# Road ride from Poconos PA to Niagra NY...advice needed



## kps88 (Dec 3, 2013)

Hi All,
Visiting PA and 6 of us are planning a ride from NorthEast PA near the Poconos to the Niagra area. We are planning to head towards Binghamton, towards Watkins Glen, to Finger lakes and up North to top of Lakes (like Seneca, Waterloo or Auburn...whatever is up that way. Towards Rochester via Erie Canal way and to Niagra. Looking for advice and or anyone have a route? I found some information on the site below. Is this good information? Thanks in advance.

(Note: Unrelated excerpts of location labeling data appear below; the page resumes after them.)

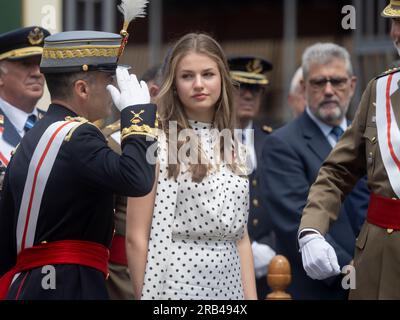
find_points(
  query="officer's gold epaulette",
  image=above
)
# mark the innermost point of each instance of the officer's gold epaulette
(111, 128)
(389, 71)
(267, 129)
(79, 121)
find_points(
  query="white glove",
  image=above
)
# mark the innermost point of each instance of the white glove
(132, 93)
(319, 257)
(262, 255)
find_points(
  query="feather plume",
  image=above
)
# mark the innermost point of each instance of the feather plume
(132, 9)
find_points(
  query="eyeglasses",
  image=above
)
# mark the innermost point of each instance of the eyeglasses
(337, 83)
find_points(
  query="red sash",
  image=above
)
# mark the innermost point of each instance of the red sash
(118, 251)
(90, 254)
(384, 212)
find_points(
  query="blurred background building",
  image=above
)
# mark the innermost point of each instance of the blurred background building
(278, 30)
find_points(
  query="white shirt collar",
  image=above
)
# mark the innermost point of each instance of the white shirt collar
(16, 116)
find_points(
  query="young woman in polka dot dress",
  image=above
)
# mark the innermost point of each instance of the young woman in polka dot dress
(187, 239)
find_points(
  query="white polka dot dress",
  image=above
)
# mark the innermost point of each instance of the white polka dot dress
(192, 248)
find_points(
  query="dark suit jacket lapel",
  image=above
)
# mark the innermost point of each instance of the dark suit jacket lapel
(10, 134)
(316, 140)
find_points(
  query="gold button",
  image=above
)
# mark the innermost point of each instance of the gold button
(255, 203)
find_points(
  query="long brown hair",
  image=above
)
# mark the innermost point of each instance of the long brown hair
(171, 108)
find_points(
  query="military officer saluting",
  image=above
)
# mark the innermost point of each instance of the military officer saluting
(21, 85)
(369, 146)
(250, 74)
(57, 206)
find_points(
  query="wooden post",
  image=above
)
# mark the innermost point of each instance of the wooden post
(279, 278)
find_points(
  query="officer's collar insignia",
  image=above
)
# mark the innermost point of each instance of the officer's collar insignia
(136, 117)
(36, 37)
(254, 66)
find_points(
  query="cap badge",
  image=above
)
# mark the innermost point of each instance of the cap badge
(136, 117)
(36, 36)
(254, 66)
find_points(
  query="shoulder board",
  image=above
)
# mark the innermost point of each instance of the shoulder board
(111, 128)
(387, 72)
(79, 121)
(267, 129)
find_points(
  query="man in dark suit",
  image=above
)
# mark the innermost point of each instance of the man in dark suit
(57, 210)
(21, 85)
(291, 159)
(250, 73)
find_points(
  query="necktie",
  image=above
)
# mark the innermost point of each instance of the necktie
(30, 122)
(337, 132)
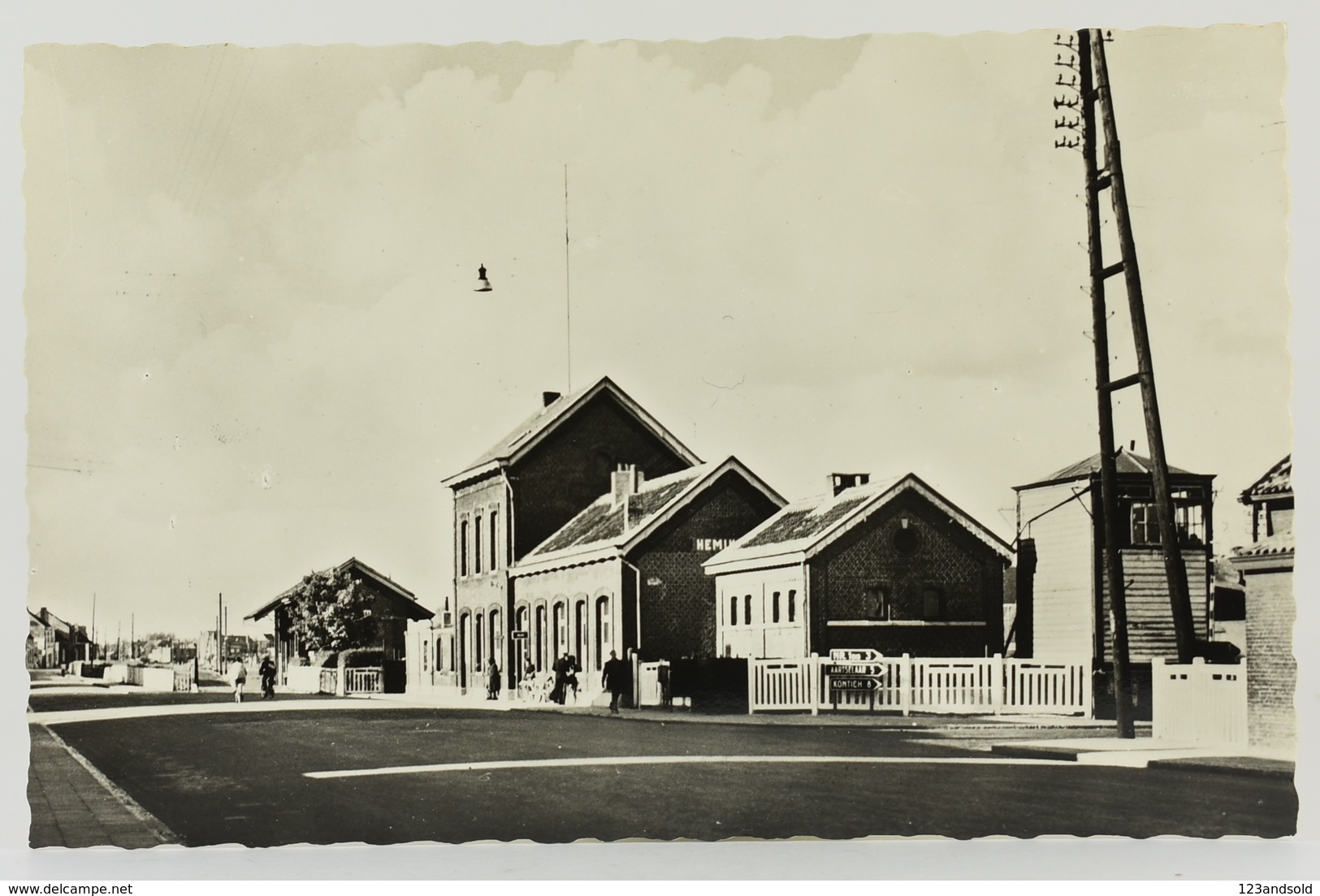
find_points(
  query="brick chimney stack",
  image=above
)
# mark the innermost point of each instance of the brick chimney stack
(842, 481)
(625, 482)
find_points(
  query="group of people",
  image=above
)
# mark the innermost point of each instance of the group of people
(238, 677)
(616, 678)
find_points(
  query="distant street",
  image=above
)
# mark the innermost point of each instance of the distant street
(552, 777)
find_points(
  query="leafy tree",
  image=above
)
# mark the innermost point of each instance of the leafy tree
(331, 611)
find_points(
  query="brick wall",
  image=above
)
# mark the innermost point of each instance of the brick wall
(1271, 669)
(677, 597)
(489, 587)
(946, 558)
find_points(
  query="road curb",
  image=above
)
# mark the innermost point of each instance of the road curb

https://www.dot.ny.gov/display/programs/bicycle/planning


----------



## 9W9W (Apr 5, 2012)

Perhaps I am missing the question but, my suggestion is to use ridewithgps to plan your route. What I do is use Google street view to look at the street and make note of traffic, lane width and shoulders. If OK, and I am satisfied with the gradient and elevation change (if any) I'll include it in my route. It's a painstaking process, but I pretty much know what the ride will look like after I'm done plotting. Next, I save the ride and upload it to my GPS for turn by turn directions.

BTW, this sounds like a fun ride! I've toyed with the idea of riding form the water gap to the george washington bridge.


----------



## kps88 (Dec 3, 2013)

I was hoping someone would have knowledge of what roads to take (maybe they took some of this trip themselves). Like if someone where to ask where to ride if the come to North East PA. I took your advice and did chart the ride to Niagra (309 miles). Only issue is are these roads good to ride on...I did use the maps on mapmyride.com and most roads I picked seem good (I did use the satellite). I do travel to the Finger Lakes often and we have often traveled off highway and more scenic route. That experience seemed good for road bikes. Of course once you are at the Finger Lakes roads are fine. 

The ride does seem like it will be fun. We will have a sag wagon (will have a 6 man rotation). We will try for roughly 100 miles a day (with 75 of actual riding and taking turns driving). We will also camp for one or two nights and stay at a hotel the other nights. we would like to ride 500 miles total, so we would ride partially the way back. then drive home after we hit our number.


----------



## 9W9W (Apr 5, 2012)

The only way I can get an idea if roads are good or not is by going one step past satellite and into street view. This gives me an indication of surface, potholes, shoulder widths, lane widths and relative traffic (well, sort of). 

The only other crutch - using ridewithgps - would be to search for rides already mapped in towns you're riding through if a few rides use the same road, chances are it's the preferred one by cyclists.

Funny you say that, we were in the Finger Lakes last year (amazing time but that goes without saying) and saw three guys and a support vehicle puttering behind them through the fields and rollers.


----------



## kps88 (Dec 3, 2013)

sorry, meant street view. I did use that to check the roads as you mention.

the Sag should really help with safety for much of the trip. I will look into that site you mention. thank you.


----------